Anadolu ulemasının ortak hadis kaynaklarını teşkil etmektedirler. Eğer son asırlarda Hindistan’ın yetiştirdiği büyük hadisçilerden birisi olan ve Hind-Pakistan alt kıtasında hadisçilik cereyanına ruhunu veren Şah Veliyyullah ed-Dihlevî’nin (1176/1762) hadisteki rivayet silsileleri incelenecek olursa, bunların bir kısmının Gaytî ve Ensârî kanalıyla İbn Hacer’e ulaştığı görülür. Aynı durum Yemen hadisçileri için de geçerlidir. Bunun örneği Sıddık Hasan Han el-Kannûcî’nin (1307/1889) icazet belgesidir. Böylece Gaytî, Osmanlı dönemi Anadolu, Hind ve Yemen hadisçilerinin ortak noktalarından birini teşkil eder. Bunun bir anlamı da, Osmanlı yönetimindeki Mısır’ın Hadis İlmi bakımından hâlâ cazibe merkezi olma özelliğini koruduğudur.
İsmail el-Aclûnî de (1162/1748) Şam’da yetişmiş bir Osmanlı devri hadisçisidir. III. Ahmed’in hükümdarlığı zamanında 1707 yılında hilâfet merkezi İstanbul’a gelmiş ve burada bir yıl kalmıştır. Osmanlı Anadolusu’nda Aclûnî’nin el-Erbaûn el-Aclûniyye adlı eseri okunarak aktarılmıştır. Onun İstanbul’a geldiği sene Kalenderhane Mahallesi’nde Hasan Ağa Dârülhadis’i (1119/1707) açılmıştır.
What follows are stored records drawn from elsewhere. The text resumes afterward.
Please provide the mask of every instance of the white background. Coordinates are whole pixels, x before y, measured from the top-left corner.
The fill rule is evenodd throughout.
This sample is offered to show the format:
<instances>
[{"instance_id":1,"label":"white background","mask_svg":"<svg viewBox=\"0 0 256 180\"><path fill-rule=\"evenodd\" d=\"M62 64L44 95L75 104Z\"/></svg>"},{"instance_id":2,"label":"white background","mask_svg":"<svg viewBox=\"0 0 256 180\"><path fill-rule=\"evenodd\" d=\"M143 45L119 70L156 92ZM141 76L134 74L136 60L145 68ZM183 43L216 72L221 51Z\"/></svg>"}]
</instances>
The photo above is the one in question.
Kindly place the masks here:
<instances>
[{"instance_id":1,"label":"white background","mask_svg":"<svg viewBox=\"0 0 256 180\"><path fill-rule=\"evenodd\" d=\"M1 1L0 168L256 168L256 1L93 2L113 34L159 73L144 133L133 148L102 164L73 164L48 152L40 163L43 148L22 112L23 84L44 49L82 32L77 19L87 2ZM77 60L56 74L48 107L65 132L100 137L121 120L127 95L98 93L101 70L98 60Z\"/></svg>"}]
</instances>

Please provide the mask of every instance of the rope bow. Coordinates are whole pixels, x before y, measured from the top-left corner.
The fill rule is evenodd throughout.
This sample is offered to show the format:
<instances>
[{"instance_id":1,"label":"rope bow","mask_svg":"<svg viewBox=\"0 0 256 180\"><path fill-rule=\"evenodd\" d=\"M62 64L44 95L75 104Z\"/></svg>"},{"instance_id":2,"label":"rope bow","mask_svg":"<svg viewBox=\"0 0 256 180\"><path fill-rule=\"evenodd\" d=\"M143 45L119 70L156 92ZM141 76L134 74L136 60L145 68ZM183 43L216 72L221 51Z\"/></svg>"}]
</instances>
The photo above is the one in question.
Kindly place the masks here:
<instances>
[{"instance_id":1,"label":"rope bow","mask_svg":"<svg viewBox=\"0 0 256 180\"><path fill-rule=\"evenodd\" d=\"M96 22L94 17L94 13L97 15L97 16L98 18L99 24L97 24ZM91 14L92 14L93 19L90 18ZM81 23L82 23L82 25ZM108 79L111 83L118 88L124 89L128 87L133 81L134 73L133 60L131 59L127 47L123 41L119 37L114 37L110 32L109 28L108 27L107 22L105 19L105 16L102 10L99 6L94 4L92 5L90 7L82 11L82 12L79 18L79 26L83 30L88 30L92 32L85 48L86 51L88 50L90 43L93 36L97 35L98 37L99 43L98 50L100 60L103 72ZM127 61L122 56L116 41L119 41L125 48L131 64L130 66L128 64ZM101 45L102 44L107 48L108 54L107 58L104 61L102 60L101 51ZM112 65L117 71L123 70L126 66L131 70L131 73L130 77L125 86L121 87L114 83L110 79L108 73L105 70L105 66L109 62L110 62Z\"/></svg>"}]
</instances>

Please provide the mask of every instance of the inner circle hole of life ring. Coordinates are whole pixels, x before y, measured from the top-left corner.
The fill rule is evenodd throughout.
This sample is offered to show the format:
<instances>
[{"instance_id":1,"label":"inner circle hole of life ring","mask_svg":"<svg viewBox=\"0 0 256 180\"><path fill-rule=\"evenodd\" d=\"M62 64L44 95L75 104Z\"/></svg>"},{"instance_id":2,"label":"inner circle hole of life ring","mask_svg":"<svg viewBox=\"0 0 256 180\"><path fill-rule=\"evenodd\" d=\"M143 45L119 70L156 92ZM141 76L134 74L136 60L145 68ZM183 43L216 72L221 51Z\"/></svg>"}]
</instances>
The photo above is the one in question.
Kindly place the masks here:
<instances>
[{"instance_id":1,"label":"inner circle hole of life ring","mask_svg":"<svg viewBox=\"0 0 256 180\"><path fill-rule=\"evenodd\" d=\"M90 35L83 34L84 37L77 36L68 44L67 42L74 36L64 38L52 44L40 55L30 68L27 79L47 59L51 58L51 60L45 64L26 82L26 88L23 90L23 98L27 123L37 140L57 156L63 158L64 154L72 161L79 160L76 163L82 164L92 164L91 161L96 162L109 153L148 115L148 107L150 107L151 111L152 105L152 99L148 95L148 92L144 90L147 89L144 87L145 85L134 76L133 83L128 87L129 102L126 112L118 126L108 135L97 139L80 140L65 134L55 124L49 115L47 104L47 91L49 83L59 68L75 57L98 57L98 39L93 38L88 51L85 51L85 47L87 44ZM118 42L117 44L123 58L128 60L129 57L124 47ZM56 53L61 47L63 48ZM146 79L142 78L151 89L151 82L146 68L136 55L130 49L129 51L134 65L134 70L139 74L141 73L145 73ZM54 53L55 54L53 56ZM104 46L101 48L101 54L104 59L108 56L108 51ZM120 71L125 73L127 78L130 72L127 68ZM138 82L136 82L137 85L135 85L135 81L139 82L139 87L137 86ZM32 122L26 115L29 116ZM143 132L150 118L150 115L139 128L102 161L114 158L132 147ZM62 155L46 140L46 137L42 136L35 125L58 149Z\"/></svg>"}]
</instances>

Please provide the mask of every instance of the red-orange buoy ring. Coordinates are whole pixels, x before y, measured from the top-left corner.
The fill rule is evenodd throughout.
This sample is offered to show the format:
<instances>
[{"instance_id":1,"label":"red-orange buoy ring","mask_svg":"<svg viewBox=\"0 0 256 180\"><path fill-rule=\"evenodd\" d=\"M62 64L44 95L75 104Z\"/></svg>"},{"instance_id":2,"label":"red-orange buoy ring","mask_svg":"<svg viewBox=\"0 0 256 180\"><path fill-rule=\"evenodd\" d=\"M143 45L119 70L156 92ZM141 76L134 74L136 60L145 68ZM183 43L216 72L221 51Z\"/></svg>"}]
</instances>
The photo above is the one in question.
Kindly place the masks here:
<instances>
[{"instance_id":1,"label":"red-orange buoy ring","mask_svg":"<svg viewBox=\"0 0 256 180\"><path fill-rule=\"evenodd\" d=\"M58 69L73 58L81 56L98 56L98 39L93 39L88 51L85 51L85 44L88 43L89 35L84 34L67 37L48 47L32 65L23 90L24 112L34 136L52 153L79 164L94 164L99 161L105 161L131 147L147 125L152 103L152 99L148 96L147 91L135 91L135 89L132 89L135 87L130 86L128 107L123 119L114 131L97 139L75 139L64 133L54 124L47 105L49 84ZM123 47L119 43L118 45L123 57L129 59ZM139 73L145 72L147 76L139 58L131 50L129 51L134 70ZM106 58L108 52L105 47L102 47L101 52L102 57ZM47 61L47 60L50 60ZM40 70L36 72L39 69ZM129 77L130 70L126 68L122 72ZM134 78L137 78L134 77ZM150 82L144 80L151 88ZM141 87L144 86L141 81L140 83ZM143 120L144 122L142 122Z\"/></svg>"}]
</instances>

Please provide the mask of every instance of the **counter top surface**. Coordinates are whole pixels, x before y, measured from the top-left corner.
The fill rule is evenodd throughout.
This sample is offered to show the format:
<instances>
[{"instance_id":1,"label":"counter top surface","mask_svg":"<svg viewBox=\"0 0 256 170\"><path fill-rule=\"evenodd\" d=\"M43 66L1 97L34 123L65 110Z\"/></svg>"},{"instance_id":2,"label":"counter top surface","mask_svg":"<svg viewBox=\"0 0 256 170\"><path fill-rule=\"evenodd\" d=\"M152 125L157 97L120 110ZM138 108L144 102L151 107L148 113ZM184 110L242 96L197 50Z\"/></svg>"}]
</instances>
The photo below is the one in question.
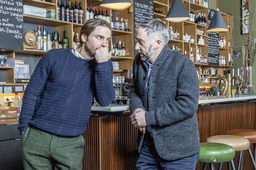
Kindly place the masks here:
<instances>
[{"instance_id":1,"label":"counter top surface","mask_svg":"<svg viewBox=\"0 0 256 170\"><path fill-rule=\"evenodd\" d=\"M220 95L200 97L198 104L216 103L256 99L256 95Z\"/></svg>"}]
</instances>

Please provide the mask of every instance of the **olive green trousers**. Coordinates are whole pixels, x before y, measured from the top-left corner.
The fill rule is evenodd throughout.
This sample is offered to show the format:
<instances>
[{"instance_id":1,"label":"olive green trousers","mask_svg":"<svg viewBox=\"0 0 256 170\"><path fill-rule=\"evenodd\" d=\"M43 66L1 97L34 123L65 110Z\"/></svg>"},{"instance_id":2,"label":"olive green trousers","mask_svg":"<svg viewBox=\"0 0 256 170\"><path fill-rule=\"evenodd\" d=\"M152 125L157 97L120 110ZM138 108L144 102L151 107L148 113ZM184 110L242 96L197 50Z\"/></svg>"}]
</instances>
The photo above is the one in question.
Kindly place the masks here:
<instances>
[{"instance_id":1,"label":"olive green trousers","mask_svg":"<svg viewBox=\"0 0 256 170\"><path fill-rule=\"evenodd\" d=\"M77 169L82 168L83 136L61 137L32 127L20 137L24 169Z\"/></svg>"}]
</instances>

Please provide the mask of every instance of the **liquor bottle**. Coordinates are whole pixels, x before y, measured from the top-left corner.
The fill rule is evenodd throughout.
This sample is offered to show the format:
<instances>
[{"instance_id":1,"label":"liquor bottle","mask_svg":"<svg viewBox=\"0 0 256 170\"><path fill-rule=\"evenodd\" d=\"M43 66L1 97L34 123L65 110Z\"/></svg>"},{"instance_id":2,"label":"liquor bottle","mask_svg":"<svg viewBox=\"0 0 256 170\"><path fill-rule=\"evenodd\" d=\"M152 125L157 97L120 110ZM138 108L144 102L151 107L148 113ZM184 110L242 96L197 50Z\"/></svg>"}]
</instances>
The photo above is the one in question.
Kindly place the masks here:
<instances>
[{"instance_id":1,"label":"liquor bottle","mask_svg":"<svg viewBox=\"0 0 256 170\"><path fill-rule=\"evenodd\" d=\"M15 96L14 96L14 107L17 108L17 114L19 115L20 112L20 99L19 99L18 92L15 92Z\"/></svg>"},{"instance_id":2,"label":"liquor bottle","mask_svg":"<svg viewBox=\"0 0 256 170\"><path fill-rule=\"evenodd\" d=\"M38 50L42 50L43 49L43 39L42 39L42 34L41 32L41 27L40 25L37 26L37 49Z\"/></svg>"},{"instance_id":3,"label":"liquor bottle","mask_svg":"<svg viewBox=\"0 0 256 170\"><path fill-rule=\"evenodd\" d=\"M61 20L62 21L66 21L66 8L65 8L65 4L63 0L61 0Z\"/></svg>"},{"instance_id":4,"label":"liquor bottle","mask_svg":"<svg viewBox=\"0 0 256 170\"><path fill-rule=\"evenodd\" d=\"M194 63L194 54L193 54L193 48L190 48L190 55L189 55L189 58L191 60L191 61Z\"/></svg>"},{"instance_id":5,"label":"liquor bottle","mask_svg":"<svg viewBox=\"0 0 256 170\"><path fill-rule=\"evenodd\" d=\"M94 18L94 13L93 13L93 9L92 7L92 4L90 4L90 15L89 15L89 19Z\"/></svg>"},{"instance_id":6,"label":"liquor bottle","mask_svg":"<svg viewBox=\"0 0 256 170\"><path fill-rule=\"evenodd\" d=\"M69 20L70 22L74 22L74 2L73 1L71 1L71 8L69 11Z\"/></svg>"},{"instance_id":7,"label":"liquor bottle","mask_svg":"<svg viewBox=\"0 0 256 170\"><path fill-rule=\"evenodd\" d=\"M108 14L108 10L106 10L106 20L108 23L110 23L110 16Z\"/></svg>"},{"instance_id":8,"label":"liquor bottle","mask_svg":"<svg viewBox=\"0 0 256 170\"><path fill-rule=\"evenodd\" d=\"M122 41L122 57L126 57L126 49L124 47L124 42Z\"/></svg>"},{"instance_id":9,"label":"liquor bottle","mask_svg":"<svg viewBox=\"0 0 256 170\"><path fill-rule=\"evenodd\" d=\"M120 20L120 30L121 31L124 31L124 18L121 18L121 20Z\"/></svg>"},{"instance_id":10,"label":"liquor bottle","mask_svg":"<svg viewBox=\"0 0 256 170\"><path fill-rule=\"evenodd\" d=\"M70 22L70 9L69 9L69 2L67 1L66 1L65 2L65 10L66 10L66 22Z\"/></svg>"},{"instance_id":11,"label":"liquor bottle","mask_svg":"<svg viewBox=\"0 0 256 170\"><path fill-rule=\"evenodd\" d=\"M77 44L77 46L80 46L80 38L79 38L79 33L75 34L75 42Z\"/></svg>"},{"instance_id":12,"label":"liquor bottle","mask_svg":"<svg viewBox=\"0 0 256 170\"><path fill-rule=\"evenodd\" d=\"M64 49L68 49L69 47L69 38L67 37L67 31L66 30L65 30L64 32L62 46Z\"/></svg>"},{"instance_id":13,"label":"liquor bottle","mask_svg":"<svg viewBox=\"0 0 256 170\"><path fill-rule=\"evenodd\" d=\"M75 2L75 9L74 9L74 22L78 23L79 23L79 9L78 9L77 1Z\"/></svg>"},{"instance_id":14,"label":"liquor bottle","mask_svg":"<svg viewBox=\"0 0 256 170\"><path fill-rule=\"evenodd\" d=\"M97 18L99 19L102 19L102 12L101 12L101 9L100 8L99 8L99 10L98 11Z\"/></svg>"},{"instance_id":15,"label":"liquor bottle","mask_svg":"<svg viewBox=\"0 0 256 170\"><path fill-rule=\"evenodd\" d=\"M63 48L63 46L61 44L61 33L58 33L58 41L59 41L59 49L62 49Z\"/></svg>"},{"instance_id":16,"label":"liquor bottle","mask_svg":"<svg viewBox=\"0 0 256 170\"><path fill-rule=\"evenodd\" d=\"M57 6L57 19L60 20L61 19L61 0L58 0L58 6Z\"/></svg>"},{"instance_id":17,"label":"liquor bottle","mask_svg":"<svg viewBox=\"0 0 256 170\"><path fill-rule=\"evenodd\" d=\"M126 19L124 20L124 31L129 31L129 30L130 30L129 29L128 19Z\"/></svg>"},{"instance_id":18,"label":"liquor bottle","mask_svg":"<svg viewBox=\"0 0 256 170\"><path fill-rule=\"evenodd\" d=\"M90 8L88 5L87 5L87 8L86 9L86 20L90 20Z\"/></svg>"},{"instance_id":19,"label":"liquor bottle","mask_svg":"<svg viewBox=\"0 0 256 170\"><path fill-rule=\"evenodd\" d=\"M112 29L115 29L116 28L116 23L114 22L114 20L113 20L113 15L112 15L112 17L111 17L112 20L111 20L111 27Z\"/></svg>"},{"instance_id":20,"label":"liquor bottle","mask_svg":"<svg viewBox=\"0 0 256 170\"><path fill-rule=\"evenodd\" d=\"M118 21L118 17L116 17L114 29L118 30L119 28L120 28L120 22Z\"/></svg>"},{"instance_id":21,"label":"liquor bottle","mask_svg":"<svg viewBox=\"0 0 256 170\"><path fill-rule=\"evenodd\" d=\"M54 38L53 41L53 44L51 45L51 48L53 49L58 49L59 47L59 41L58 40L58 35L57 35L57 31L54 32Z\"/></svg>"},{"instance_id":22,"label":"liquor bottle","mask_svg":"<svg viewBox=\"0 0 256 170\"><path fill-rule=\"evenodd\" d=\"M96 7L94 9L93 12L94 12L94 18L98 18L98 10Z\"/></svg>"},{"instance_id":23,"label":"liquor bottle","mask_svg":"<svg viewBox=\"0 0 256 170\"><path fill-rule=\"evenodd\" d=\"M79 23L80 24L83 23L83 10L82 8L82 2L79 3Z\"/></svg>"},{"instance_id":24,"label":"liquor bottle","mask_svg":"<svg viewBox=\"0 0 256 170\"><path fill-rule=\"evenodd\" d=\"M51 49L51 44L52 42L51 40L51 34L50 31L47 31L47 51L49 51Z\"/></svg>"},{"instance_id":25,"label":"liquor bottle","mask_svg":"<svg viewBox=\"0 0 256 170\"><path fill-rule=\"evenodd\" d=\"M43 51L47 51L47 35L46 35L46 31L45 30L45 26L43 26L42 41L43 41L42 49Z\"/></svg>"}]
</instances>

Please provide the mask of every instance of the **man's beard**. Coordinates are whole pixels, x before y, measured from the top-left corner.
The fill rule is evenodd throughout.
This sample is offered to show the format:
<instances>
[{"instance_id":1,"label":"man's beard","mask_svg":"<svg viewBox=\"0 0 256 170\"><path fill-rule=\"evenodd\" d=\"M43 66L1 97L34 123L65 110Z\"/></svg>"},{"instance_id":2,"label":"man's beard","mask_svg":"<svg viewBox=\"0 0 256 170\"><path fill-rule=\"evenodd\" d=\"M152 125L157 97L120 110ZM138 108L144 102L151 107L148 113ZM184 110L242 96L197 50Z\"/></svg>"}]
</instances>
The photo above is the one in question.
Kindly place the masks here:
<instances>
[{"instance_id":1,"label":"man's beard","mask_svg":"<svg viewBox=\"0 0 256 170\"><path fill-rule=\"evenodd\" d=\"M140 53L140 50L138 50L138 51ZM153 54L155 52L155 47L152 45L150 45L150 47L148 50L148 52L146 54L140 53L143 54L143 56L140 56L140 59L143 62L149 62L149 60L151 58Z\"/></svg>"}]
</instances>

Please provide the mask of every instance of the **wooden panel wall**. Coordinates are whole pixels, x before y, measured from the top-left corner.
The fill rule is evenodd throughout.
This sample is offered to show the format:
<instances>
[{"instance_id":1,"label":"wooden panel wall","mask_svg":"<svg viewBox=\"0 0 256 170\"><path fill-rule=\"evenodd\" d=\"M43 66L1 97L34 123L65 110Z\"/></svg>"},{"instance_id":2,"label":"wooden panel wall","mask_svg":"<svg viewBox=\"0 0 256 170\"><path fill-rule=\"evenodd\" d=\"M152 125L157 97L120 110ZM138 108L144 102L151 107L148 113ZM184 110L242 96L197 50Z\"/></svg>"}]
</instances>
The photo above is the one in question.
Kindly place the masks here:
<instances>
[{"instance_id":1,"label":"wooden panel wall","mask_svg":"<svg viewBox=\"0 0 256 170\"><path fill-rule=\"evenodd\" d=\"M92 116L85 133L84 169L134 169L137 137L128 114Z\"/></svg>"},{"instance_id":2,"label":"wooden panel wall","mask_svg":"<svg viewBox=\"0 0 256 170\"><path fill-rule=\"evenodd\" d=\"M255 129L255 115L256 102L200 107L197 115L201 142L233 129ZM134 169L138 132L129 116L91 117L85 133L84 169ZM254 153L255 146L251 148ZM244 155L244 169L253 169L248 153ZM202 169L201 166L198 163L197 169ZM226 165L223 169L227 169Z\"/></svg>"}]
</instances>

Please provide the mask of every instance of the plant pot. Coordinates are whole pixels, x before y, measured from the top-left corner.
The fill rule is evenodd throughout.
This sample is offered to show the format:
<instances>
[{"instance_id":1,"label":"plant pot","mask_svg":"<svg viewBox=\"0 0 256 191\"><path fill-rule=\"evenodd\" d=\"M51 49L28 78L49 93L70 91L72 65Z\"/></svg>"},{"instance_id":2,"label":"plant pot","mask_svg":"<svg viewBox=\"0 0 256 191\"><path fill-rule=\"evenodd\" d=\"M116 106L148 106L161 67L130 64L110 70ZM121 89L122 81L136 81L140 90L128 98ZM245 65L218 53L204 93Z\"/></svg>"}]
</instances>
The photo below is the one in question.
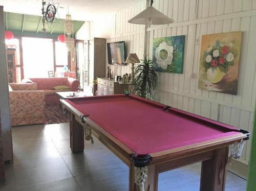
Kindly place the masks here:
<instances>
[{"instance_id":1,"label":"plant pot","mask_svg":"<svg viewBox=\"0 0 256 191\"><path fill-rule=\"evenodd\" d=\"M209 68L206 72L208 80L214 84L218 83L222 80L225 73L223 73L218 67L212 68Z\"/></svg>"}]
</instances>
Bu tarih, Sadrazam Damad İbrahim Paşa’nın (1143/1730) kendi adına dârülhadisler, külliyeler, kütüphaneler tesis ettiği; devrin akademisi sayılabilecek ilim heyetleri teşkil ettiği bir sürecin arefesidir. Nitekim zamanın padişahı III. Ahmed, kendisi de Hadis İlmi’ne özel bir ilgi duymaktadır. III. Ahmed’in hadise olan ilgisi devrinde yazılmış pek çok kırk hadis kitabından da anlaşılabilir. Nitekim bu eserlerden bazıları Sultan’a ithafen kaleme alınmıştır. Enderûn-ı Hümâyûn mensubu Abdullah b. Mehmed’in Padişah’ın cülûs yılı olan 1115/1703’de kaleme aldığı Ahsenü’l-haber başlıklı kırk hadis çalışması bunlardan biridir. Hikmetî’nin kırk hadis tercümesi ile Osmanzâde Tâib’in Sıhhat-âbâd adlı kırk hadis tercümesini yine aynı padişaha ithafen yazmış olmaları da bunu desteklemektedir.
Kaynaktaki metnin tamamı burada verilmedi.